In this place a sanctuary was initially built and later a chapel to contain the relics of San Miniato. Over time, however, the building was abandoned to itself and it was thanks to the Florentine bishop Ildebrando that it was decided to build the current abbey on April 27, 1018.
The exterior of the basilica of San Miniato al Monte
The exterior of the basilica of San Miniato al Monte is one of the most beautiful examples of Florentine Romanesque style and was built around the 11th century: the alternating colors are mainly the white of the Carrara marble and the green of the Prato marble (called also Serpentine) and in the central mosaic there is represented Christ between the Virgin and San Miniato. The bell tower that can be admired on the left, built in 1207, has a decidedly different style and was used during the siege of Florence in 1530 as a warehouse for artillery: being targeted by enemies, the artist Michelangelo Buonarroti was commissioned to create a kind of “mattress” that ran all around (obtained from the union of 1800 bales of wool) to protect it from attacks.

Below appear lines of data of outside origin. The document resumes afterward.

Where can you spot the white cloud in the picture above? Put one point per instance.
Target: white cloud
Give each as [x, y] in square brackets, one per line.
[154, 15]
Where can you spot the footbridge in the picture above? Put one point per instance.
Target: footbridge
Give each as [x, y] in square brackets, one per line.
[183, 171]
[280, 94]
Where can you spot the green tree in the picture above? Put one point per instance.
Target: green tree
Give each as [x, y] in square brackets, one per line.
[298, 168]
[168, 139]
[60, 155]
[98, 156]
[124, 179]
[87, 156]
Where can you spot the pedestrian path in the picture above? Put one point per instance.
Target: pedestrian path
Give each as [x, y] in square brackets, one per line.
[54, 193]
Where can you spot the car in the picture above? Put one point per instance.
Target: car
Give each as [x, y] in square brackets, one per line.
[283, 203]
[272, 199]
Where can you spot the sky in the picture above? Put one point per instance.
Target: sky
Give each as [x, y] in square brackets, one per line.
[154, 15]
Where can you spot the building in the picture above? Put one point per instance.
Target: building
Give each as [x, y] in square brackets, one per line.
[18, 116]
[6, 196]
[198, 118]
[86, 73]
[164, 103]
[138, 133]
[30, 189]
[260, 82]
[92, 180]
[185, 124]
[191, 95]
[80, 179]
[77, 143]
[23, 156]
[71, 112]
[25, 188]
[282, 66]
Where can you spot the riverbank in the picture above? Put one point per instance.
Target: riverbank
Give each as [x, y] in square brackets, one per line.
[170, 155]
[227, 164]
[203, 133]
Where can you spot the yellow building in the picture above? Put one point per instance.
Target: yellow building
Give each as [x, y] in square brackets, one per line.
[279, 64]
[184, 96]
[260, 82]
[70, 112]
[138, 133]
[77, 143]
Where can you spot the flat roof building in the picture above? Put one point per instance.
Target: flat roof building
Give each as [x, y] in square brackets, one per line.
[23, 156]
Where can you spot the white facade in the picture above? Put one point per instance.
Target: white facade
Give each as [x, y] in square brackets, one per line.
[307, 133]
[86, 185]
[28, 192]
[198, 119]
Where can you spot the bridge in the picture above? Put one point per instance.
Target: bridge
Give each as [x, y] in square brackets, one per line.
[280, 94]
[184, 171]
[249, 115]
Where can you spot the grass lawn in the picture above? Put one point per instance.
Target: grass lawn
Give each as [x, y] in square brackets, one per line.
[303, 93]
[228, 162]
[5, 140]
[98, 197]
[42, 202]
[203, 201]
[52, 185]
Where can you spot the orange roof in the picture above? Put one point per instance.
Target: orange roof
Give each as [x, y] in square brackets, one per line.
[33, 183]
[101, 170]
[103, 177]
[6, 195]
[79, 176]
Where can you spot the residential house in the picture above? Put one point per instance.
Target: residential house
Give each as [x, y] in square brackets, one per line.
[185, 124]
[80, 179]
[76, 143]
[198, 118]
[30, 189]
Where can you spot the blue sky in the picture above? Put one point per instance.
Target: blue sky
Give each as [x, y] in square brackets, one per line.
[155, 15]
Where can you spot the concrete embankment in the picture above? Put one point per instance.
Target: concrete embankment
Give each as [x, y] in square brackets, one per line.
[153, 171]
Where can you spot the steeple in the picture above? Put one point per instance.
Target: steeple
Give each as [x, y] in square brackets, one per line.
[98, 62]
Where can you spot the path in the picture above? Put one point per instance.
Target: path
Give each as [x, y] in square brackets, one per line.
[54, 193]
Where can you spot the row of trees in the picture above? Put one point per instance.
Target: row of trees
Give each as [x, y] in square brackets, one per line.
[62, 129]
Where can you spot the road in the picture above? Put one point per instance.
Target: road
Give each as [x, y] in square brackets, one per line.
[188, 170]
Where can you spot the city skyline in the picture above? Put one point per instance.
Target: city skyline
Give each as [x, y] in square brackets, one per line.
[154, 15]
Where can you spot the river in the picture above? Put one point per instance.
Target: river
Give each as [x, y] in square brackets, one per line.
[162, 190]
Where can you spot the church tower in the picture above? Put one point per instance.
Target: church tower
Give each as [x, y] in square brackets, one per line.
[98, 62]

The inside of the church of San Miniato al Monte
Inside, the church of San Miniato al Monte has a particular shape: the choir and the presbytery are raised above the crypt and the latter is the oldest part of the abbey where, according to legend, the bones of San Miniato are kept. Another beautiful place that is inside the abbey is the Chapel of the Cardinal of Portugal, built in memory of Cardinal Giacomo di Luisitania, who died while he was passing through Florence in 1459: the chapel and the funeral sculpture were designed by Antonio and Bernardo Rossellino, some frescoes and the altarpiece (the original is now in the Uffizi Gallery) were made by the brothers Antonio and Piero del Pollaiolo and the glazed terracotta ceiling by Luca della Robbia.
On the floor of the basilica there is still an ancient solstice sundial dating back to 1207 and outside the abbey of San Miniato al Monte there is the beautiful monumental cemetery called Cimitero delle Porte Sante.